AI helping us be more ethical.

With the advent of self-driving cars, we see AI starting to make ethical decisions. How you may ask? 

These automobiles will have to decide what to do when human lives are at stake. For example, let's say a couple is in a hurry. Instead of obeying the traffic signal to not cross the street, they attempt to cross it not seeing the oncoming vehicle. Moreover, this is a self-driving car that is about to hit them. The AI calculates that it does not have enough time to come to a safe stop. In a millisecond the AI reviews the scenario. Should the ethic algorithms decide to hit the single pedestrian on the side walk instead? Hit the couple crossing the street? Or risk the life of the passengers in the car as well as those in the neighboring office building by careening into it?

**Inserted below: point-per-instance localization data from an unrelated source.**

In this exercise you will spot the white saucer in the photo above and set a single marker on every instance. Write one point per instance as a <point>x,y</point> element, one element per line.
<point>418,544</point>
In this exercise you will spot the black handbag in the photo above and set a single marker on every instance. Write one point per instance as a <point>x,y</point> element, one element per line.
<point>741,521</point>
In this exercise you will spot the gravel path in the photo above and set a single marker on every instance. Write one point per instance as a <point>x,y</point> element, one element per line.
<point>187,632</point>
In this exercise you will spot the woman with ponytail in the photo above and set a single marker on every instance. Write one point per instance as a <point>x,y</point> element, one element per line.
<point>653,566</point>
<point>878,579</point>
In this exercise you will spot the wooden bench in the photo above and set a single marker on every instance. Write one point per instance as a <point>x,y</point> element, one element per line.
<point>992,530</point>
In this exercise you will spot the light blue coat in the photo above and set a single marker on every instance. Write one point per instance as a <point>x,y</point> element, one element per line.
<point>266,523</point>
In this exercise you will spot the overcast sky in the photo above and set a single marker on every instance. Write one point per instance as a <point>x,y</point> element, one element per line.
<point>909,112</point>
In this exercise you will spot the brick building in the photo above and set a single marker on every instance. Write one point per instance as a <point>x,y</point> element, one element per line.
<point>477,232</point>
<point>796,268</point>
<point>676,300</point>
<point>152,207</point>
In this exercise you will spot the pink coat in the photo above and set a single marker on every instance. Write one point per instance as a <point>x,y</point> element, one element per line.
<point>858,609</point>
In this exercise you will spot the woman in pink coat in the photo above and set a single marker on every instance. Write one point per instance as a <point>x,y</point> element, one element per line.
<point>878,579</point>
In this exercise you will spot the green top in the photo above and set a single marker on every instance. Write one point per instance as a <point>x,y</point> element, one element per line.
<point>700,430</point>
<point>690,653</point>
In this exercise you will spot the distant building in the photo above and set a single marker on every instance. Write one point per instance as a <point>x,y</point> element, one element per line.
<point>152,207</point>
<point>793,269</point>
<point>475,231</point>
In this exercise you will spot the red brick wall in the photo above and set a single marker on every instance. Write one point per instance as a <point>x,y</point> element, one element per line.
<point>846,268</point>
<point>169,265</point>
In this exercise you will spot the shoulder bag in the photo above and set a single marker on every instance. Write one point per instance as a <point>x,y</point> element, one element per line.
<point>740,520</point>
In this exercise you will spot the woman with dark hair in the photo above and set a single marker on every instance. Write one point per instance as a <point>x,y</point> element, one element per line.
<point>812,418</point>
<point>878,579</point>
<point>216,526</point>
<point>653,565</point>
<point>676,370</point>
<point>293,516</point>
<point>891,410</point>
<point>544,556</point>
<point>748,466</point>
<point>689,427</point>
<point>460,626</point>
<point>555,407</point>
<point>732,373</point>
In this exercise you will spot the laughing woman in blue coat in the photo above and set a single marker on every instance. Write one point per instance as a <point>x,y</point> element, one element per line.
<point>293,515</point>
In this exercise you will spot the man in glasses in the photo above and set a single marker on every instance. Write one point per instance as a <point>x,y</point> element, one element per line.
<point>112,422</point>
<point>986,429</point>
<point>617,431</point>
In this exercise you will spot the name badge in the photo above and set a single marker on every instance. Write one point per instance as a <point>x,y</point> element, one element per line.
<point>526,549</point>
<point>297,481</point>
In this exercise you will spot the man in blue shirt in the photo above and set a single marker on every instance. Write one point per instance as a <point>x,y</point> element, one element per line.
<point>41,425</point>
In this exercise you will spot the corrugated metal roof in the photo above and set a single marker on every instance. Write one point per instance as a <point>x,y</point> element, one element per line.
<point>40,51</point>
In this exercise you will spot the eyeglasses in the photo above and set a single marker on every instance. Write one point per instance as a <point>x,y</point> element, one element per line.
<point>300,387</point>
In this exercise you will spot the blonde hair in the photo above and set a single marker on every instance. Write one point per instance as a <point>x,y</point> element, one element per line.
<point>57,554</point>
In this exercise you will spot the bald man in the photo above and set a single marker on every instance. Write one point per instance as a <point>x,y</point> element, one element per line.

Let's take this concept a step further. What if the AI knows who all the humans are that are in danger via face recognition? Also, what if the algorithms instantly calculate that one of the people in peril crossing the street has a high proclivity to criminal behavior?

Once intelligent machines start making, at least hypothetically better and more informed ethical decisions based on data, will we then slowly start to hand over our own ethical decisions to them? Why not have an AI (artificial intelligence) that has access to massive amounts of information and can process it at a thousand fold rate more then we can at least assist us in those dilemmas?

Tuesday, June 19, 2018

Less is More?

Blaise Pascal famously wrote, "I would have written a shorter letter, but I did not have the time." 

It takes effort to be brief. Speaking of that, I listen to various podcast throughout the day. One that I listen to is only one minute in length. What is interesting is that I find myself really concentrating as I listen to it. I will listen to it attentively, because it only takes a minute time, and I can afford that effort during my busy day. Moreover, I will soon have another minute to listen to it again. Secondly, I want to make sure I get that singular thought that is communicated from that one minute podcast. What I end up doing with the other podcasts that are 15 minutes to 1 hour in length is listening to them one time and even speeding up the listening process only to not hear them again. 

Why is it I pay more attention and listen more carefully to the shorter podcast? 

First, it simply takes less time. Next, because there is only a singular idea or concept contained, I want to make sure that I obtained what is so briefly being shared. 

In short, I likely spend more time listening to and then considering the shorter podcast than I do with the longer!